Regardless of whether this is your first offence or whether your previous criminal history means that you may be facing a possible custodial sentence, Bainbridge Legal can provide you with the advice and representation you require for your assault matter. Our lawyers have criminal law experience in both Commonwealth and State jurisdictions for a range of criminal matters such as assaults (including domestic violence and AVO matters), and a wide variety of more serious violent offences. We can make an application for bail (or for a variation of bail conditions) on your behalf.
The offence of common assault is provided for under Section 61 of the Crimes Act 1900 which states:
“Whosoever assaults any person, although not occasioning actual bodily harm, shall be liable to imprisonment for two years.”
An assault is any act where a person intentionally (or recklessly) causes another person to apprehend immediate and unlawful violence. Assault includes the apprehension of injury and does not necessarily involve physical contact with the person assaulted. In other words, physical contact or violence is not an essential element of the assault. An element of assault is a lack of consent from the victim.
Common assault is punishable by a maximum term of imprisonment of 2 years.
The offence of assault occasioning actual bodily harm is contained within Section 59 of the Crimes Act 1900 which provides:
"Whosoever assaults any person, and thereby occasions actual bodily harm, shall be liable to imprisonment for five years."
The legislation does not define what constitutes "actual bodily harm" - this is defined by reference to case law. In summary, actual bodily harm mean hurt or injury calculated to interfere with the health or comfort of the victim. It does not need to be a permanent injury, but it must be more than merely "transient or trifling". 'Actual bodily harm' is something less than ‘grievous bodily harm’ (which requires really serious physical injury) and ‘wounding’ (which requires breaking of the skin).
Assault occasioning actual bodily harm is punishable by a maximum term of imprisonment of 5 years, or 7 years if the offence was committed in company.
Defences to Assault
Section 418 of the Crimes Act 1900 (NSW) provides that a person is not criminally responsible for an offence if the person carries out the conduct constituting the offence in self-defence. Self defence is defined within the legislation as follows:
A person carries out conduct in self-defence if and only if the person believes the conduct is necessary:
(a) to defend himself or herself or another person, or
(b) to prevent or terminate the unlawful deprivation of his or her liberty or the liberty of another person, or
(c) to protect property from unlawful taking, destruction, damage or interference, or
(d) to prevent criminal trespass to any land or premises or to remove a person committing any such criminal trespass,
and the conduct is a reasonable response in the circumstances as he or she perceives them.

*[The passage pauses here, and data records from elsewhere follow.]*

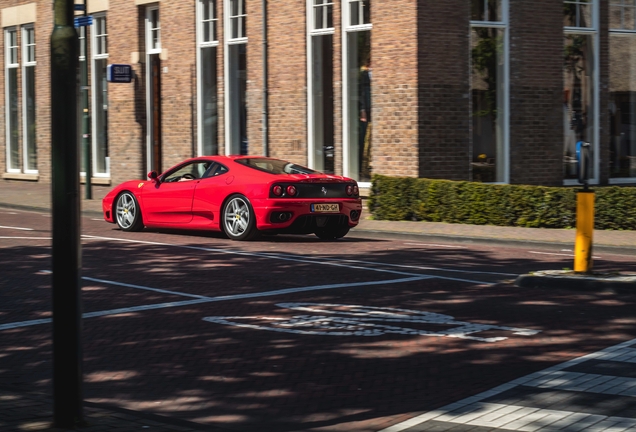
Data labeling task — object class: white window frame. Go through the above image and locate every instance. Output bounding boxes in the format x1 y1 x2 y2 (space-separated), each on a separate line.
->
338 0 372 183
306 0 335 170
20 24 38 174
146 6 161 54
196 0 219 155
561 0 601 186
469 0 510 184
144 5 161 170
223 0 247 45
4 27 21 173
609 0 636 34
91 12 108 59
563 0 598 30
223 0 247 154
90 12 110 178
342 0 377 27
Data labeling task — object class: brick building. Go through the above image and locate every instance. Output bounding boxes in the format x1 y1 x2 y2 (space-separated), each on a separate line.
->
0 0 636 189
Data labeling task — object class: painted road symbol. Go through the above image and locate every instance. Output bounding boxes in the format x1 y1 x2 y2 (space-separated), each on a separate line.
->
203 303 539 342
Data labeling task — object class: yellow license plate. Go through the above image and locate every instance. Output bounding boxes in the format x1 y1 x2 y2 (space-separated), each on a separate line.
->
311 204 340 213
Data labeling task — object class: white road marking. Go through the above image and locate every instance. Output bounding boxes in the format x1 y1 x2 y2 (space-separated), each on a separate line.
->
379 339 636 432
404 243 466 249
0 270 430 331
0 236 53 240
528 251 600 258
203 303 539 342
258 253 519 283
82 235 502 285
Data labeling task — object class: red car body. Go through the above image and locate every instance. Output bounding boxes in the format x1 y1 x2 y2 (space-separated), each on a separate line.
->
102 156 362 240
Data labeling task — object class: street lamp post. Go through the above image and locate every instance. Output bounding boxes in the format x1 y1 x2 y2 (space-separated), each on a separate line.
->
80 0 93 199
51 0 84 428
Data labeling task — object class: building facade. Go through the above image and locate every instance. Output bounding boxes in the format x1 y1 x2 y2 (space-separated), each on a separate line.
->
0 0 636 186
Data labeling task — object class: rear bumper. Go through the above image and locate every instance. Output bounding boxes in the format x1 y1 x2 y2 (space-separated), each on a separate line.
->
252 198 362 233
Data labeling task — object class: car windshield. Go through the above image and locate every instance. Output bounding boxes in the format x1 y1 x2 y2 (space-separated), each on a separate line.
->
236 158 320 174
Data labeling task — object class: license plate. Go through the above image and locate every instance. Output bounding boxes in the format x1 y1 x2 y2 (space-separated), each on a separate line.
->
311 204 340 213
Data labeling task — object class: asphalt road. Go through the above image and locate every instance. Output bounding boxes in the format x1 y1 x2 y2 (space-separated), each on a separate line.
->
0 209 636 431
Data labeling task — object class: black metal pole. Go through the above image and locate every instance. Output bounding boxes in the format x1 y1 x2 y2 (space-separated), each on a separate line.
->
80 0 93 199
51 0 84 428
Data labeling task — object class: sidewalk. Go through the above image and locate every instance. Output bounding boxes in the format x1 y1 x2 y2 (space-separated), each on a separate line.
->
0 181 636 254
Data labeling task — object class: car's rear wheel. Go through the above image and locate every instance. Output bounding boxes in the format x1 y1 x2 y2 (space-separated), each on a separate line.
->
222 195 258 240
115 191 144 231
314 227 349 240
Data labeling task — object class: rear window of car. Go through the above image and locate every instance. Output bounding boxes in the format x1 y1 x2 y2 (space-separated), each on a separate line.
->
236 158 320 174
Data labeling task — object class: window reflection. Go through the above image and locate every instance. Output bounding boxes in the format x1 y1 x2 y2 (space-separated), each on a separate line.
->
471 27 506 182
470 0 501 21
563 0 593 28
609 34 636 178
563 35 594 179
347 31 373 182
311 35 335 174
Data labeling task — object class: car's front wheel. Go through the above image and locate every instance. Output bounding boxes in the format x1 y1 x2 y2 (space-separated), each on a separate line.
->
222 194 258 240
314 227 349 240
115 191 144 231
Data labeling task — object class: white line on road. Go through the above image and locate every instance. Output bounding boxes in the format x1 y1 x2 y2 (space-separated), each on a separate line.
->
0 270 430 331
404 243 466 249
82 236 482 278
0 236 53 240
380 339 636 432
528 251 600 258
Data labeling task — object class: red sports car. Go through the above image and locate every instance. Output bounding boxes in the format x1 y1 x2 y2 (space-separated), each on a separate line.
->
102 156 362 240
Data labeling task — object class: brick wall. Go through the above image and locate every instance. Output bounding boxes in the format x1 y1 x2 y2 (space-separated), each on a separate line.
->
0 0 628 185
510 0 563 185
412 0 471 180
371 0 420 177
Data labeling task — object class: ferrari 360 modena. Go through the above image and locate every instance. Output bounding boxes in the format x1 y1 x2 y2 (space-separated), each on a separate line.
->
102 156 362 240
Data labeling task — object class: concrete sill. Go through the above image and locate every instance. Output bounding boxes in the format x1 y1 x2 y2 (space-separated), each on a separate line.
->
80 176 110 186
2 173 39 181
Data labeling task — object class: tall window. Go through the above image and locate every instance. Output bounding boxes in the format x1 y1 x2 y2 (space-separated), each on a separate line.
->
307 0 335 173
75 26 88 175
470 0 509 183
91 14 110 177
609 0 636 182
225 0 249 155
197 0 219 155
343 0 373 183
4 28 20 172
22 25 38 173
563 0 598 183
145 5 163 172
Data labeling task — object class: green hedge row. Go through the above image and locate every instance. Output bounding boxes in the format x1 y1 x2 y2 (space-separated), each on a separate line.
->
368 174 636 230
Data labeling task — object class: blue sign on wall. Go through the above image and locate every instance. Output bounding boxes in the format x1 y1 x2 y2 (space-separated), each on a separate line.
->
73 15 93 28
106 64 132 83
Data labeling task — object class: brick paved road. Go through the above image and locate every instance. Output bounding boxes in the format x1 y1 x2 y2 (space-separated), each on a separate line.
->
0 211 636 431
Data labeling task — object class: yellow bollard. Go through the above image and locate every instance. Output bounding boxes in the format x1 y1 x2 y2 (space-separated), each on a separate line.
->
574 190 594 273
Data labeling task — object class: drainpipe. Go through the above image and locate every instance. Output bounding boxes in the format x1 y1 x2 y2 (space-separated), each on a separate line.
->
261 0 269 156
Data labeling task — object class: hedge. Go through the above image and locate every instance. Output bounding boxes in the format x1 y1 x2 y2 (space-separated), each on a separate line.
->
368 174 636 230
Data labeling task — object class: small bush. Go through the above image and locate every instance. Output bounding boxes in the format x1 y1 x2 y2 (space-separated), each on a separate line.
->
368 174 636 230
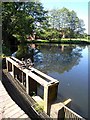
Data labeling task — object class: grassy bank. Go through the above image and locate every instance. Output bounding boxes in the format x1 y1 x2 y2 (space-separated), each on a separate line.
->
28 39 90 44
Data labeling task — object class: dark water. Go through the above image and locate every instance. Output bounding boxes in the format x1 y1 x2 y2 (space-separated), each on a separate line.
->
34 44 90 118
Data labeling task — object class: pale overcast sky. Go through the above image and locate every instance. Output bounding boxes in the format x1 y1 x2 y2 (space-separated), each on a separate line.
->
40 0 89 33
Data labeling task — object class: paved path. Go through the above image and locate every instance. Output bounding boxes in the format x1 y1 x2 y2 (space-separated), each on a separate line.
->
0 81 30 120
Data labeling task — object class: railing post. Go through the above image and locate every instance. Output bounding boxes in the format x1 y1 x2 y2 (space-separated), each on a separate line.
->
26 74 29 94
44 86 48 114
12 64 15 78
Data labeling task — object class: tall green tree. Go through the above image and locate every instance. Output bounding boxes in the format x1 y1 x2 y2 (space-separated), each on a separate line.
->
49 7 85 38
2 2 47 42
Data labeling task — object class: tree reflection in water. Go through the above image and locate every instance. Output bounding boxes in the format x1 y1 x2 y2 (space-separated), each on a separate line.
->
35 44 84 73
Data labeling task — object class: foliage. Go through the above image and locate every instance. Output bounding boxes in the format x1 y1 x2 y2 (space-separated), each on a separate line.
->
49 8 85 38
2 2 47 42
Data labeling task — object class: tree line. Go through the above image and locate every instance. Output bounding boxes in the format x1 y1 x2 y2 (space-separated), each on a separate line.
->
2 2 85 54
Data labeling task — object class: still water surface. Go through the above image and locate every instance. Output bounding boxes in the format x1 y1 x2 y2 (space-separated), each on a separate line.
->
34 44 90 118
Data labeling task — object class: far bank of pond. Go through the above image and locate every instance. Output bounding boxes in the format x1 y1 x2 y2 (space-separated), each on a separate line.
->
28 39 90 44
31 44 90 118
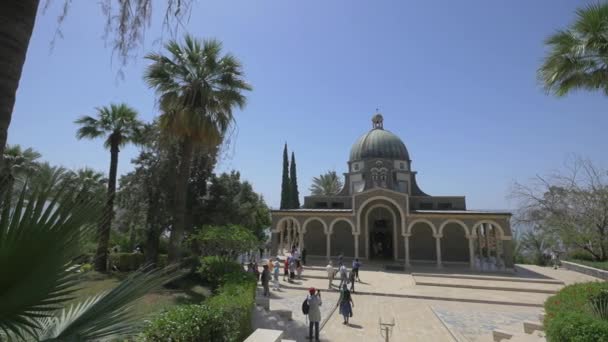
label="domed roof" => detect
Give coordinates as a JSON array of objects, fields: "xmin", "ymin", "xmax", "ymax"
[{"xmin": 349, "ymin": 114, "xmax": 410, "ymax": 161}]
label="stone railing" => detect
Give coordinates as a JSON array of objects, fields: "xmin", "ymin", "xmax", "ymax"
[{"xmin": 562, "ymin": 261, "xmax": 608, "ymax": 280}]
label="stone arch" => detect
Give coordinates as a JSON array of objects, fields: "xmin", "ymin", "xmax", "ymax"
[
  {"xmin": 302, "ymin": 216, "xmax": 329, "ymax": 234},
  {"xmin": 329, "ymin": 217, "xmax": 356, "ymax": 234},
  {"xmin": 302, "ymin": 217, "xmax": 329, "ymax": 257},
  {"xmin": 359, "ymin": 202, "xmax": 403, "ymax": 260},
  {"xmin": 329, "ymin": 219, "xmax": 357, "ymax": 258},
  {"xmin": 471, "ymin": 220, "xmax": 505, "ymax": 240},
  {"xmin": 408, "ymin": 219, "xmax": 437, "ymax": 262},
  {"xmin": 357, "ymin": 196, "xmax": 406, "ymax": 234},
  {"xmin": 439, "ymin": 220, "xmax": 469, "ymax": 262},
  {"xmin": 439, "ymin": 219, "xmax": 471, "ymax": 237},
  {"xmin": 406, "ymin": 218, "xmax": 438, "ymax": 235}
]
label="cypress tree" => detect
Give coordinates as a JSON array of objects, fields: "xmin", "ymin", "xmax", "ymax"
[
  {"xmin": 289, "ymin": 151, "xmax": 300, "ymax": 209},
  {"xmin": 281, "ymin": 143, "xmax": 291, "ymax": 209}
]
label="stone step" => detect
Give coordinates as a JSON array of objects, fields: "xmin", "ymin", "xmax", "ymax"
[{"xmin": 523, "ymin": 321, "xmax": 544, "ymax": 334}]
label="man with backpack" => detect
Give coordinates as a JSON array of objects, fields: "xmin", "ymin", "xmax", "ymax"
[{"xmin": 302, "ymin": 287, "xmax": 323, "ymax": 341}]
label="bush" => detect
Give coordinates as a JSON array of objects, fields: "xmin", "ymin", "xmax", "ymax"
[
  {"xmin": 198, "ymin": 256, "xmax": 243, "ymax": 289},
  {"xmin": 143, "ymin": 258, "xmax": 256, "ymax": 342},
  {"xmin": 544, "ymin": 282, "xmax": 608, "ymax": 342}
]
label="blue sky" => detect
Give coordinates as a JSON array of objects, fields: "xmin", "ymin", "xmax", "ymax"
[{"xmin": 9, "ymin": 0, "xmax": 608, "ymax": 209}]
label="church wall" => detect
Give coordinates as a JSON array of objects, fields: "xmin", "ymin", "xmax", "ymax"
[
  {"xmin": 441, "ymin": 223, "xmax": 469, "ymax": 262},
  {"xmin": 330, "ymin": 221, "xmax": 355, "ymax": 258},
  {"xmin": 304, "ymin": 220, "xmax": 327, "ymax": 256}
]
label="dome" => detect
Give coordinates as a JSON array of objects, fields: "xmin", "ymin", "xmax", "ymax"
[{"xmin": 349, "ymin": 114, "xmax": 410, "ymax": 161}]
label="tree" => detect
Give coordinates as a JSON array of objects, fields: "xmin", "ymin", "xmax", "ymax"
[
  {"xmin": 310, "ymin": 171, "xmax": 342, "ymax": 196},
  {"xmin": 0, "ymin": 182, "xmax": 180, "ymax": 341},
  {"xmin": 538, "ymin": 2, "xmax": 608, "ymax": 96},
  {"xmin": 75, "ymin": 103, "xmax": 143, "ymax": 272},
  {"xmin": 0, "ymin": 145, "xmax": 41, "ymax": 207},
  {"xmin": 0, "ymin": 0, "xmax": 192, "ymax": 167},
  {"xmin": 281, "ymin": 144, "xmax": 291, "ymax": 209},
  {"xmin": 513, "ymin": 158, "xmax": 608, "ymax": 261},
  {"xmin": 144, "ymin": 35, "xmax": 251, "ymax": 261},
  {"xmin": 289, "ymin": 152, "xmax": 300, "ymax": 209}
]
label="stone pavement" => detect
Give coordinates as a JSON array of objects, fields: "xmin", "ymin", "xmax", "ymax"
[{"xmin": 255, "ymin": 265, "xmax": 594, "ymax": 342}]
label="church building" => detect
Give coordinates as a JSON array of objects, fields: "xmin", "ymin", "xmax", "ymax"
[{"xmin": 271, "ymin": 114, "xmax": 513, "ymax": 271}]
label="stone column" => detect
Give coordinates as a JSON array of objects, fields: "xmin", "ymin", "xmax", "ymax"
[
  {"xmin": 325, "ymin": 233, "xmax": 331, "ymax": 260},
  {"xmin": 468, "ymin": 235, "xmax": 475, "ymax": 270},
  {"xmin": 403, "ymin": 235, "xmax": 412, "ymax": 268},
  {"xmin": 435, "ymin": 235, "xmax": 442, "ymax": 268}
]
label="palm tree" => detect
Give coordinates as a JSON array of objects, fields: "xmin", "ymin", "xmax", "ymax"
[
  {"xmin": 144, "ymin": 35, "xmax": 251, "ymax": 262},
  {"xmin": 0, "ymin": 179, "xmax": 180, "ymax": 341},
  {"xmin": 310, "ymin": 171, "xmax": 342, "ymax": 196},
  {"xmin": 538, "ymin": 2, "xmax": 608, "ymax": 96},
  {"xmin": 75, "ymin": 103, "xmax": 143, "ymax": 272},
  {"xmin": 0, "ymin": 145, "xmax": 41, "ymax": 207}
]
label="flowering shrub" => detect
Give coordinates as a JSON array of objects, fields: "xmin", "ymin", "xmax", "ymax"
[{"xmin": 543, "ymin": 282, "xmax": 608, "ymax": 342}]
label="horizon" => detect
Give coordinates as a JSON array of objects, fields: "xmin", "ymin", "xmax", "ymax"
[{"xmin": 8, "ymin": 0, "xmax": 608, "ymax": 210}]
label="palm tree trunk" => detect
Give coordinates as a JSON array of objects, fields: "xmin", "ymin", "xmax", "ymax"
[
  {"xmin": 168, "ymin": 140, "xmax": 193, "ymax": 263},
  {"xmin": 0, "ymin": 0, "xmax": 40, "ymax": 167},
  {"xmin": 95, "ymin": 142, "xmax": 119, "ymax": 272}
]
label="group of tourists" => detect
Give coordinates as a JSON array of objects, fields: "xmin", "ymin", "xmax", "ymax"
[{"xmin": 325, "ymin": 257, "xmax": 361, "ymax": 292}]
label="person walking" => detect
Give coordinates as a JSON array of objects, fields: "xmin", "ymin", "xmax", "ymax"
[
  {"xmin": 262, "ymin": 265, "xmax": 270, "ymax": 297},
  {"xmin": 338, "ymin": 265, "xmax": 348, "ymax": 289},
  {"xmin": 338, "ymin": 284, "xmax": 355, "ymax": 324},
  {"xmin": 353, "ymin": 259, "xmax": 361, "ymax": 282},
  {"xmin": 306, "ymin": 287, "xmax": 323, "ymax": 341},
  {"xmin": 289, "ymin": 258, "xmax": 296, "ymax": 283},
  {"xmin": 272, "ymin": 256, "xmax": 281, "ymax": 291},
  {"xmin": 325, "ymin": 260, "xmax": 336, "ymax": 290},
  {"xmin": 348, "ymin": 270, "xmax": 355, "ymax": 293},
  {"xmin": 296, "ymin": 259, "xmax": 304, "ymax": 279}
]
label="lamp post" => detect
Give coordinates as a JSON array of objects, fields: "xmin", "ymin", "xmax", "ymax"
[{"xmin": 378, "ymin": 317, "xmax": 395, "ymax": 342}]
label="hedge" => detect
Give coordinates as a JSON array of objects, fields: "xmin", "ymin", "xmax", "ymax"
[
  {"xmin": 142, "ymin": 260, "xmax": 256, "ymax": 342},
  {"xmin": 543, "ymin": 282, "xmax": 608, "ymax": 342}
]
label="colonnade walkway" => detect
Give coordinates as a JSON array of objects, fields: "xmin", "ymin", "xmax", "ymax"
[{"xmin": 254, "ymin": 260, "xmax": 595, "ymax": 341}]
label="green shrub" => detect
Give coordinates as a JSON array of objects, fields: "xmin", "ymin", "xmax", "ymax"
[
  {"xmin": 198, "ymin": 256, "xmax": 243, "ymax": 289},
  {"xmin": 544, "ymin": 282, "xmax": 608, "ymax": 342},
  {"xmin": 142, "ymin": 258, "xmax": 256, "ymax": 342},
  {"xmin": 110, "ymin": 253, "xmax": 145, "ymax": 272},
  {"xmin": 80, "ymin": 263, "xmax": 93, "ymax": 273}
]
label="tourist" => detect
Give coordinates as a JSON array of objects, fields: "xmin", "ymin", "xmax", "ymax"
[
  {"xmin": 262, "ymin": 265, "xmax": 270, "ymax": 297},
  {"xmin": 353, "ymin": 259, "xmax": 361, "ymax": 282},
  {"xmin": 296, "ymin": 259, "xmax": 304, "ymax": 279},
  {"xmin": 325, "ymin": 260, "xmax": 336, "ymax": 290},
  {"xmin": 338, "ymin": 284, "xmax": 355, "ymax": 324},
  {"xmin": 289, "ymin": 258, "xmax": 296, "ymax": 283},
  {"xmin": 338, "ymin": 265, "xmax": 348, "ymax": 289},
  {"xmin": 272, "ymin": 255, "xmax": 281, "ymax": 291},
  {"xmin": 306, "ymin": 287, "xmax": 323, "ymax": 341},
  {"xmin": 283, "ymin": 258, "xmax": 289, "ymax": 281}
]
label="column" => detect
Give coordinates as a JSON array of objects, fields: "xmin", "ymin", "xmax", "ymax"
[
  {"xmin": 403, "ymin": 234, "xmax": 412, "ymax": 268},
  {"xmin": 435, "ymin": 235, "xmax": 442, "ymax": 268},
  {"xmin": 468, "ymin": 235, "xmax": 475, "ymax": 270},
  {"xmin": 325, "ymin": 233, "xmax": 331, "ymax": 260}
]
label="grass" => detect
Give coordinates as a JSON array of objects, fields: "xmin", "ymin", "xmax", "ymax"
[
  {"xmin": 72, "ymin": 271, "xmax": 211, "ymax": 315},
  {"xmin": 569, "ymin": 259, "xmax": 608, "ymax": 271}
]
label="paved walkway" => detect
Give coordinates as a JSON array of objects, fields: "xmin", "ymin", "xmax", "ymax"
[{"xmin": 251, "ymin": 265, "xmax": 595, "ymax": 342}]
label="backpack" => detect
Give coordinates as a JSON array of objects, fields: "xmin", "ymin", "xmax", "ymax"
[{"xmin": 302, "ymin": 298, "xmax": 310, "ymax": 315}]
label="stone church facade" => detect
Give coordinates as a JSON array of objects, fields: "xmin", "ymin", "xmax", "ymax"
[{"xmin": 271, "ymin": 114, "xmax": 513, "ymax": 271}]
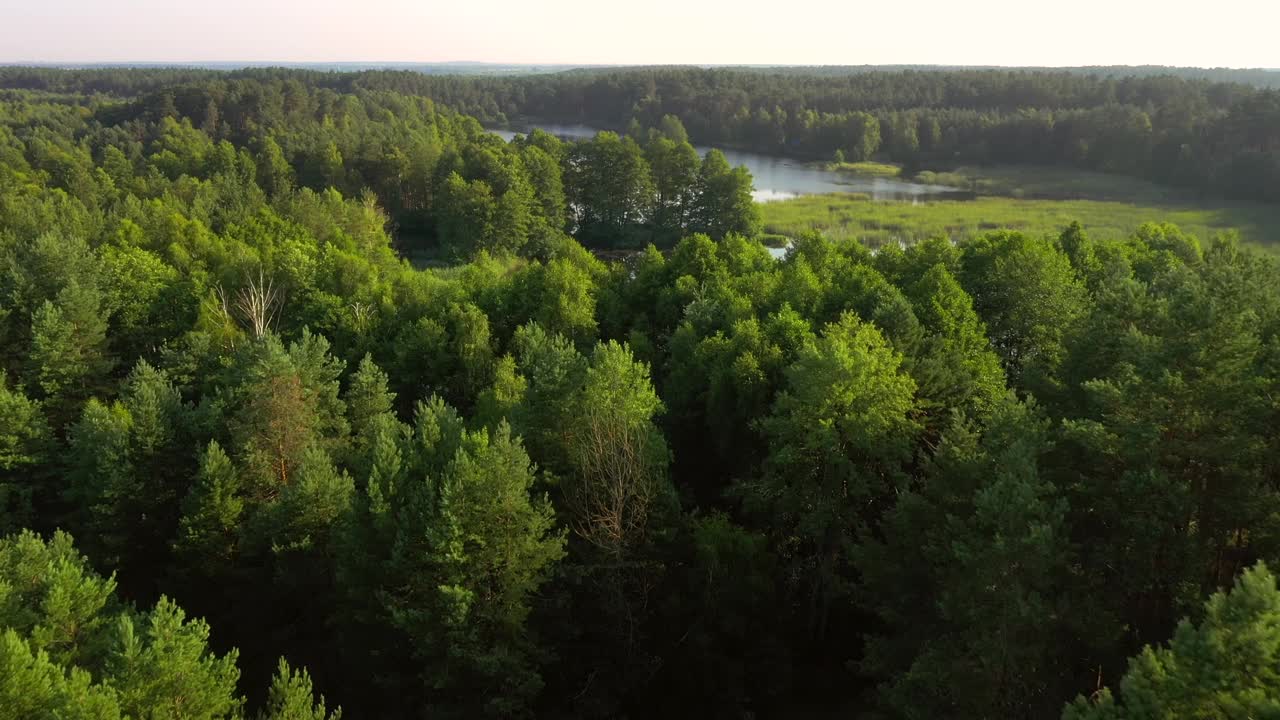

In New South Wales, provocation is not a defence to assault. This is different to other jurisdictions, such as Queensland for example, where a person is not criminally responsible for a provoked assault if the person is in fact deprived (by the provocation) of the power of self-control, and acts upon it on the sudden and before there is time for the person's passion to cool.
assaults - domestic violence related
Section 39 of the CRIMES (DOMESTIC AND PERSONAL VIOLENCE) ACT 2007 provides that an apprehended violence order must be made on guilty plea or guilt finding for certain offences. Section 39 provides:
(1) If a person pleads guilty to, or is found guilty of, an offence against section 13 or a domestic violence offence (other than murder, manslaughter or an offence under section 25A of the Crimes Act 1900 ), the court hearing the proceedings must make an apprehended violence order for the protection of the person against whom the offence was committed whether or not an application for such an order had been made.
(2) However, the court need not make an apprehended violence order if it is satisfied that it is not required (for example, because an apprehended violence order has already been made against the person).
(3) A reference in this section to a court extends to the District Court when exercising jurisdiction apart from under section 91.